Eppure è sempre colpa degli operai italiani: "senza l'Italia la fiat sarebbe in positivo", "nemmeno un euro di profitto dall'Italia".
Colpa delle persone alla catena di montaggio (non del management che prende bonus e stipendi da favola): degli anarchici che si permettono pure di sabotare la catena di montaggio, come i tre di Melfi.
Siccome c'è già una sentenza di primo grado che dice il contrario, sarebbe auspicabile usare toni diversi.
O il garantismo vale solo per chi sta in alto?
Delle due l'una: la fiat vuole uscire dal paese e carca una scuda, oppure Marchionne si vuole buttare in politica.

Dal blog di Stefano Feltri:
Sono sei anni che è in quell’azienda. E basta leggere gli ultimi dati trimestrali per capire come la ripresina economica abbia fatto ripartire tutti i settori del gruppo Fiat tranne l’auto, e non è un problema solo dell’Italia. Le macchine agricole segnano +31 per cento nei ricavi, i veicoli industriali di Iveco +15, la componentistica +22. L’automobile, inclusa la Ferrari che sta andando bene, +1,3. Andare via dall’Italia migliorerebbe la situazione?

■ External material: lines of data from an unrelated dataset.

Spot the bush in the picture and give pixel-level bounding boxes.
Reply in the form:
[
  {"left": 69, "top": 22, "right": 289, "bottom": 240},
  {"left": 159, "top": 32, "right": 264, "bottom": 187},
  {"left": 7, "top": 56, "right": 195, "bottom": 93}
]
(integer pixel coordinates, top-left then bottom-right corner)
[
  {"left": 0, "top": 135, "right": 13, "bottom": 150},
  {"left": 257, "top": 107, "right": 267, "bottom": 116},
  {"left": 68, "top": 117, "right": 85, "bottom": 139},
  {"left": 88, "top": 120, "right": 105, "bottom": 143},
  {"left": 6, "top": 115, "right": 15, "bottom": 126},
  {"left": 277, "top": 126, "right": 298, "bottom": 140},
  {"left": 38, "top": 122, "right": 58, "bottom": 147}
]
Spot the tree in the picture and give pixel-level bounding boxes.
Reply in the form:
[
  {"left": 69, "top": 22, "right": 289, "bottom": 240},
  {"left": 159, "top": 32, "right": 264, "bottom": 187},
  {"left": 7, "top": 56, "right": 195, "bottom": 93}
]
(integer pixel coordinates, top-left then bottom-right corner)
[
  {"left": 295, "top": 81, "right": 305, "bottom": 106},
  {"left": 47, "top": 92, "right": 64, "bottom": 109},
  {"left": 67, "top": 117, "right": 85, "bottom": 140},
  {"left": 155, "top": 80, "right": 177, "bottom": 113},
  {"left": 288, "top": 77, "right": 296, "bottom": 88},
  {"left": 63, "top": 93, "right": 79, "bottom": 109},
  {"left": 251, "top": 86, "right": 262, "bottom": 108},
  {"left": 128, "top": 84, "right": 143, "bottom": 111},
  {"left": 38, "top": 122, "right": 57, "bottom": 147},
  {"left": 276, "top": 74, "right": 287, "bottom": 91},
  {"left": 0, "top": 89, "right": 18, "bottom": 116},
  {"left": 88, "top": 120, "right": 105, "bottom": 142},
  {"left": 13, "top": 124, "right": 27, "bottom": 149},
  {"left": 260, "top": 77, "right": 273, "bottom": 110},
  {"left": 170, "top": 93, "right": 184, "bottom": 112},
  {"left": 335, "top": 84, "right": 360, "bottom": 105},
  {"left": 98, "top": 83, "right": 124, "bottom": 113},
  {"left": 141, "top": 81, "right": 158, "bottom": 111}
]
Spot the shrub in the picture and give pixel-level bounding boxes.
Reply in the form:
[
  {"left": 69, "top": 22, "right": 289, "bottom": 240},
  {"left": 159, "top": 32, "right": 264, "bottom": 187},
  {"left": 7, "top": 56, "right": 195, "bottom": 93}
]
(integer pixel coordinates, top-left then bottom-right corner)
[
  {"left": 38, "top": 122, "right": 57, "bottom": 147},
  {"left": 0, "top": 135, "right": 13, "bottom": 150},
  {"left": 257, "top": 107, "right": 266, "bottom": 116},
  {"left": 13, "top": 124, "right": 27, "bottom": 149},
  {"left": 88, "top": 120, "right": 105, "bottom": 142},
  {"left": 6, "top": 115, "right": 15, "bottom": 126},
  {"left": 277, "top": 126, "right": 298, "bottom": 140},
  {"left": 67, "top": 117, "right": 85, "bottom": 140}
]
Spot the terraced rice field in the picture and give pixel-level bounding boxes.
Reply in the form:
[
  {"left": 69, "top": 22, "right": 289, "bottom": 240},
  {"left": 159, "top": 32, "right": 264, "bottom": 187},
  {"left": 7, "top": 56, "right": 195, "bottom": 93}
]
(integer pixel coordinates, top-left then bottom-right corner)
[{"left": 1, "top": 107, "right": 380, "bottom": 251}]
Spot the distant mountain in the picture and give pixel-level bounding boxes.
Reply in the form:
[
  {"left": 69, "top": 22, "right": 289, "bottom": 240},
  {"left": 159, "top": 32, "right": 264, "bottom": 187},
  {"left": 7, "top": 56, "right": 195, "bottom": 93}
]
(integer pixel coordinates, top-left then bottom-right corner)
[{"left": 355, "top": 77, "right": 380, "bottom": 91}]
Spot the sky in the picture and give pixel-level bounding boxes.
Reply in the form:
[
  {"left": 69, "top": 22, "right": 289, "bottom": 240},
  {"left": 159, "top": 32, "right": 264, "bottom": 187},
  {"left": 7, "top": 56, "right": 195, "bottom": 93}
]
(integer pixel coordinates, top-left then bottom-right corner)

Forse sì.

Eppure la situazione non era molto diversa in aprile, quando Marchionne ha presentato il suo maxi-piano di investimenti denominato “
Fabbrica Italia”, 20 miliardi di investimenti in cinque anni. Perché programmare uno sforzo di quel tipo su un Paese che non rende e che non renderà? Davvero pensava che sarebbe bastato piegare i sindacati riducendo un po’ le pause e aumentando i turni per risolvere i problemi? Ma a che serve raddoppiare la capacità produttiva degli stabilimenti quando le vendite crollano del 30 per cento? Marchionne dice sempre che i nuovi modelli sono pronti, che arriveranno nel 2011 come risultato dell’integrazione con Chrysler e che allora gli stabilimenti funzioneranno a pieno ritmo.

Ma l’ultimatum che il manager ripete da qualche giorno – o i sindacati accettano tutte le richieste entro fine anno, o Fabbrica Italia salta – lascia pensare che il grande piano strategico non sia poi così strategico, se l’azienda può permettersi di cancellarlo da un giorno all’altro. E che questo stia per succedere.

I conti della Fiat miglioreranno? Di sicuro una riduzione della presenza in Italia si inserisce nella progressiva
internazionalizzazione del gruppo che potrebbe culminare nella cessione di Fiat Auto, ora scorporata dalla parte macchine agricole e camion. Per l’Italia, poi, saranno problemi grossi. Con decine di migliaia di potenziali disoccupati. E il governo che finora ha osservato compiaciuto le spaccature tra sindacati, usando la vicenda Fiat per isolare Cgil e Fiom, avrà un problema non piccolo da risolvere. Sempre che non cerchi prima di comprarsi l’italianità di Marchionne a colpi di incentivi pubblici. Come si è sempre fatto e come sta facendo la Serbia per attirare la produzione che ora si fa in Italia.